The Future of Solar Energy in Michigan is Farm-to-Table
Have you ever visited a restaurant that markets itself as “farm-to-table?” This just means the restaurant sources its ingredients, including eggs, meats and seasonal produce, from local farms. It’s a big selling point as it means your food is fresh and your purchase supports jobs in and around the community.
As part of our Clean Energy Plan, we’re taking the farm-to-table concept and applying it to solar energy. With the expansion of our renewable energy programs, our customers can expect to receive more clean energy generated on solar farms right here in Michigan.
The Benefits of Solar Energy
Why solar energy? There are several benefits to using energy generated from solar panel farms.
- Environmental benefits
In comparison to fossil fuels, clean energy options like solar are better for the planet. Solar energy leads to reduced carbon emissions and reduced water usage, which is exceptionally important in Michigan. We’re protective of our Great Lakes and the rivers that feed in and out of them as a water source. We want to keep them full and healthy.
- Cost competitive
Solar is increasingly cost competitive with other fuel sources, which is why it is the centerpiece of our Clean Energy Plan, which is projected to save customers about $600 million through 2040. There is a misconception that renewables are more expensive than coal. But what many people forget are the hidden costs of coal, including labor, maintenance and the investment-based sunk costs that come with operating a coal plant. The operations and maintenance of solar is much lower, which means costs from customers will remain lower over the lifespan of the generating facility.
In fact, with the high operating costs of coal plants, a new coal plant today would come out to 2-5 times the cost of the same capacity from solar energy sources.
- Production corresponds with peak demand
This is a fancy way of saying electricity costs peak in the summer when most people are cranking the AC, and summer is conveniently the time of year when solar is most plentiful. Because we need solar energy most when it’s readily available, cost is overall lower in comparison to other renewable energy sources.
- Long-term planning
We can start small and add solar farms and panels gradually, giving us flexibility to respond to emerging needs, adapt to changing conditions and embrace new technologies. This flexibility is key, and wouldn’t exist if we instead built a huge, new coal or natural gas power plant with high overhead and startup costs.
New solar installations have minimal impact on land. Topsoil is left in place and solar array sites are seeded with native grasses and pollinating plants to promote biodiversity. Land can generally be used for a variety of purposes, including farming, after serving as a solar installation.
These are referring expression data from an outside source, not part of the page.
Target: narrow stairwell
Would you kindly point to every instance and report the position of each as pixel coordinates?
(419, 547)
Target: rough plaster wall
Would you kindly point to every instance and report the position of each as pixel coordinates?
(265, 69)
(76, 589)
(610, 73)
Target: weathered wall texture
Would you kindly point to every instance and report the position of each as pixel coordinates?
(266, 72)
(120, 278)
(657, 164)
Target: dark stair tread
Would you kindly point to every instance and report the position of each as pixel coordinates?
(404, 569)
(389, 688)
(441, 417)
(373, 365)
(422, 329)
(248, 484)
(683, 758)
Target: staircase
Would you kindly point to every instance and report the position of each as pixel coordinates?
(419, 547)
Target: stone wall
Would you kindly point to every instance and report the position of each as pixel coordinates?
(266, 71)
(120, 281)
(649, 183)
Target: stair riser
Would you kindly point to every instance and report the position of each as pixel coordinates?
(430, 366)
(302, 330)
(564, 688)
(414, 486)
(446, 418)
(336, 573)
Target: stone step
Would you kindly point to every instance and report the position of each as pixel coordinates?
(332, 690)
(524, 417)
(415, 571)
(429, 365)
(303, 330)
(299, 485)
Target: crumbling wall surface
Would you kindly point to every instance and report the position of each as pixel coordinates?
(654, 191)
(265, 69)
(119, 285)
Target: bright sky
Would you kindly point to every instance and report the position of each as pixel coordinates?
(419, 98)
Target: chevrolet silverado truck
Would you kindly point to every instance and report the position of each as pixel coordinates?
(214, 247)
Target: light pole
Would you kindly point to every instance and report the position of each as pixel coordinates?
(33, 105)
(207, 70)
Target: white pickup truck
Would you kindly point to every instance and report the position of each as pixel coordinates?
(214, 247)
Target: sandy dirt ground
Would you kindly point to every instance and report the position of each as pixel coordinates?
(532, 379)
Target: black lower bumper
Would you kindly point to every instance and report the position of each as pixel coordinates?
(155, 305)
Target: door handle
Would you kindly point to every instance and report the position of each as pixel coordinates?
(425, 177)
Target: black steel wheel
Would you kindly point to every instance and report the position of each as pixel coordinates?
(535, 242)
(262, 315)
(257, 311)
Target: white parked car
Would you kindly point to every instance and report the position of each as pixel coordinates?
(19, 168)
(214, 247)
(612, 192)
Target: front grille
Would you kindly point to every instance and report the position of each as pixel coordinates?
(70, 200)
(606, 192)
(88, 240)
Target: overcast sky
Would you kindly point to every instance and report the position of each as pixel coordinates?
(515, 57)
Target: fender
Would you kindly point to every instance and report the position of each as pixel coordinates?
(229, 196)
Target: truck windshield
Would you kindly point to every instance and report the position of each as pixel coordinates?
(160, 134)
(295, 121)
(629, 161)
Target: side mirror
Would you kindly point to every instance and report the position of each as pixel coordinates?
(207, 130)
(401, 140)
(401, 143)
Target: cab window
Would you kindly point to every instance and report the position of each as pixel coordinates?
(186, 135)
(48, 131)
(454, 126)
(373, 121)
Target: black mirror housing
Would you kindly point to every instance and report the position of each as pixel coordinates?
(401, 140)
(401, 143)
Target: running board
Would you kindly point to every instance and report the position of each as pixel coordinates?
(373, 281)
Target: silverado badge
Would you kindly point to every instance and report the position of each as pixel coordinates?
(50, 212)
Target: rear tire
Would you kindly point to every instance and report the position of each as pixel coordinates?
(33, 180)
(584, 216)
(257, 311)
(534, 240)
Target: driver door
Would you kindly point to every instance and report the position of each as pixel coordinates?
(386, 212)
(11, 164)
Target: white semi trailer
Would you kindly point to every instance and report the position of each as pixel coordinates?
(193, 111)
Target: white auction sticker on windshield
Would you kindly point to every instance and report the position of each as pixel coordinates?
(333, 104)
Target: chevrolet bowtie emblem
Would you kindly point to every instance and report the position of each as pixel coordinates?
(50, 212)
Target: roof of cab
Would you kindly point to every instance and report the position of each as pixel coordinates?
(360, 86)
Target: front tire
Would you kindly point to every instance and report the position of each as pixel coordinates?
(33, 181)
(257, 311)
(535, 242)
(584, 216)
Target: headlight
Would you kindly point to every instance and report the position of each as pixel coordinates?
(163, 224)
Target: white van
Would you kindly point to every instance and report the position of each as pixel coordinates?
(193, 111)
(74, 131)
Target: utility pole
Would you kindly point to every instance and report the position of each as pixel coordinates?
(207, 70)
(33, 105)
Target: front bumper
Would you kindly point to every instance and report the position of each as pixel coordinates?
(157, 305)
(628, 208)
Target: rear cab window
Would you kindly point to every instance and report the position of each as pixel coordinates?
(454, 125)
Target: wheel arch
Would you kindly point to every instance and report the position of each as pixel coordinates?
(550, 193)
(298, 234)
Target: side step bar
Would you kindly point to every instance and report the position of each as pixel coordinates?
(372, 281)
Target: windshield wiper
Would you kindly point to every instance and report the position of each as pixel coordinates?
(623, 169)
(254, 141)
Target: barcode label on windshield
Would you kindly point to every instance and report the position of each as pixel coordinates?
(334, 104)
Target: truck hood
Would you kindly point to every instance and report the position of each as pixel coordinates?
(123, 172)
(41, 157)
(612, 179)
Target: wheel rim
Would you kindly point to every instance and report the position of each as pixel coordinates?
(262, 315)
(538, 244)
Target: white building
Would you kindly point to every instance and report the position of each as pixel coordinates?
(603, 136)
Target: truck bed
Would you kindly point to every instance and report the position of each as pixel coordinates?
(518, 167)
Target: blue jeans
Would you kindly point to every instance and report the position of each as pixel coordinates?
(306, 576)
We will fulfill our responsibilities when solar panels have completed their productive life cycle. At that time, we plan to partner with a qualified solar panel recycler to repurpose, scrap and dispose of any decommissioned panels in the most environmentally friendly means possible.
- Supports local farmers
From large-scale to hobby farmers, we’re working with agricultural partners to make the idea of farm-to-table energy more than just an analogy. Land for solar should be flat and already cleared, as preserving Michigan’s beauty includes leaving existing forests intact.
Ideal project sites for utility-scale solar power plants are about 500 to 900 acres and are often comprised of multiple, neighboring landowners. Solar power plants can provide income for participating landowners from the sale of property or ongoing easement agreements. Learn more about solar and how we can work together. Visit: consumersenergy.com/misolar
Why We’re Bringing Solar to Michigan
Our Clean Energy Plan is a 20-year strategic road map to meeting the state’s energy needs while protecting the environment. We want to eliminate coal and dramatically boost renewable energy to achieve net zero carbon emissions in our electric business by 2040. We’re also planning on net zero greenhouse gas emissions from the company’s entire natural gas production and delivery system — including customers and suppliers — by 2050.
Solar energy is a huge part of this plan and strategy over the course of the next 20 years. We consider this moment a once-in-a-lifetime opportunity for solar. Why?
We plan to bring 1,100 megawatts of solar capacity online by 2024 — enough to serve about 425,000 residents. By 2040, we want around 8,000 megawatts of solar power added to Michigan’s energy system. We plan to own half of the 8,000 megawatts of additional solar capacity and purchase the rest from power plants owned by third parties.
We procure our solar energy through a competitive bidding process where solar developers, including ourselves, bid projects to sell to the company outright or to just sell us the power. This ensures only projects that provide maximum value for our customers are selected.